Nenhuma delas deixou de fazer o juramento. Entre a curiosidade, a imensidão do que já havia sido revelado até o momento, a certeza de que muito mais estava por vir e a gratidão pelo esforço do garoto em protege-las, seria impossível recusar.

Harry, com ajuda de Hermione para dar uma visão mais correta das proezas que o tímido garoto insistia em minimizar, então contou o resto de sua história a partir da chegada de sua primeira carta de Hogwarts. Com os constantes acréscimos de Hermione e todos os detalhes adicionais necessários para que as garotas pudessem ter a perfeita compreensão de tudo, foram quase quatro horas de narrativa com duas paradas para uso das instalações sanitárias que Harry fez surgir aparentemente do nada para que chegassem ao último Halloween e sua inesperada inclusão no Torneio Tri-Bruxo. As garotas até tentaram incluir algumas perguntas sobre aquele estranho e maravilhoso aposento onde estavam reunidos, especialmente quando Harry criou os banheiros e modificou um pouco o ambiente para torna-lo ainda mais confortável, mas o garoto convenceu-as a esperarem que o assunto surgisse naturalmente na história.
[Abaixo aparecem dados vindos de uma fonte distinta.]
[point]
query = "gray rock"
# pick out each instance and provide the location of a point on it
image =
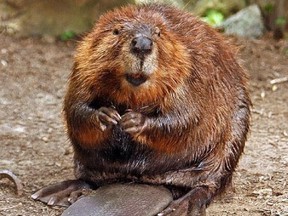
(122, 200)
(246, 23)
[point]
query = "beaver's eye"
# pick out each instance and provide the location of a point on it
(157, 31)
(116, 31)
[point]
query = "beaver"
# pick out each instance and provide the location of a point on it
(155, 96)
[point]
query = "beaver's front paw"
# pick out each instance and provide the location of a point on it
(133, 123)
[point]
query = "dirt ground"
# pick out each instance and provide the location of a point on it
(34, 146)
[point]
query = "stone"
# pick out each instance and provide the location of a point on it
(246, 23)
(122, 200)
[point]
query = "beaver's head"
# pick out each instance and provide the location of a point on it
(135, 54)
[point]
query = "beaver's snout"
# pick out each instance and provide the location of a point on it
(141, 45)
(136, 79)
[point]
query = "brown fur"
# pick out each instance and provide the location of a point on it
(194, 107)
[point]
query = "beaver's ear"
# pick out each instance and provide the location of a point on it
(157, 31)
(117, 29)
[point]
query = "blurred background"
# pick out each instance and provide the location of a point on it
(68, 18)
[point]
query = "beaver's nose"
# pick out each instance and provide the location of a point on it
(141, 45)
Foi difícil manter as perguntas, a fúria e a indignação de lado em alguns momentos da história. Primeiro-anistas cumprindo detenção na Floresta Proibida? Voldemort ainda vivo e possuindo um professor? Pedra Filosofal escondida em Hogwarts atrás de proteções que crianças foram capazes de transpor? Um basilisco gigante fazendo vítimas na escola sem ninguém perceber? Um animago vivendo anos com uma família mágica, passando a maior parte do tempo em Hogwarts, e ninguém desconfia? O herdeiro de uma importante família enviado a Azkaban sem julgamento? E nada disso chegando ao conhecimento do Ministério e seus órgãos nem da imprensa? E o que teria acontecido a Dumbledore para permitir tudo isso? Ficou senil, louco, incompetente ou virou um ditador em seu pequeno reino?
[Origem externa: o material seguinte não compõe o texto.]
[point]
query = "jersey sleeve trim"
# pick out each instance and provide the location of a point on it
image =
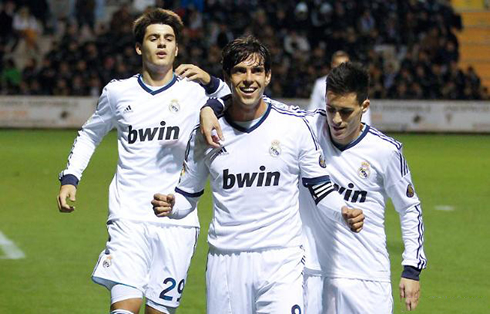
(411, 272)
(68, 179)
(187, 194)
(319, 187)
(313, 181)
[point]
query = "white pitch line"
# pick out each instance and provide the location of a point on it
(446, 208)
(11, 250)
Mas havia muito a ser contado, e era melhor obter toda informação antes de pensar em como delatar ou consertar tamanha bagunça.

"Eu consegui, com o senhor Crouch, uma cópia do regulamento do Torneio, e procurei uma sala desocupada para estudar o material antes de retornar para Grifinória" comentou o menino. "Eu sabia que a recepção geral da escola seria no mínimo fria, talvez mesmo inamistosa, e eu precisava de algum tempo para entender toda aquela situação e planejar o que fazer."

"Foi bom você não ter ido direto para Grifinória, Harry" comentou Hermione. "Ron estava agindo como um idiota completo, tentando convencer a todos que você havia trapaceado para entrar no Torneio e traíra completamente a amizade de vocês não revelando nada para ele."

"Hermione entrou em uma violenta discussão com meu irmão, Harry" comentou Gina. "Ela o defendeu o quanto pôde, mas você conhece como a maioria do pessoal por aqui é. Muitos estavam já de início propensos a pensar o pior de você, e as palavras de Ron surtiram bastante efeito em sustentar essa posição, pelo menos de início."

"Gina também tentou ajudar, Harry" voltou a comentar Hermione. "Enquanto eu tentava convencer o pessoal de Grifinória de que Ron estava totalmente errado, ela ficou do lado de fora da Sala Comum o quanto pôde, tentando avisá-lo sobre o que estava acontecendo antes que você entrasse despreparado."

Harry ficou feliz com a reação das duas meninas, e expressou sua gratidão abraçando uma depois a outra. Hermione estava pasma, era a primeira vez que ela via Harry tomar a iniciativa de um contato carinhoso. O olhar que ela trocou com Gina logo fez com que a esperta ruivinha percebesse também o real tamanho daquele pequeno gesto.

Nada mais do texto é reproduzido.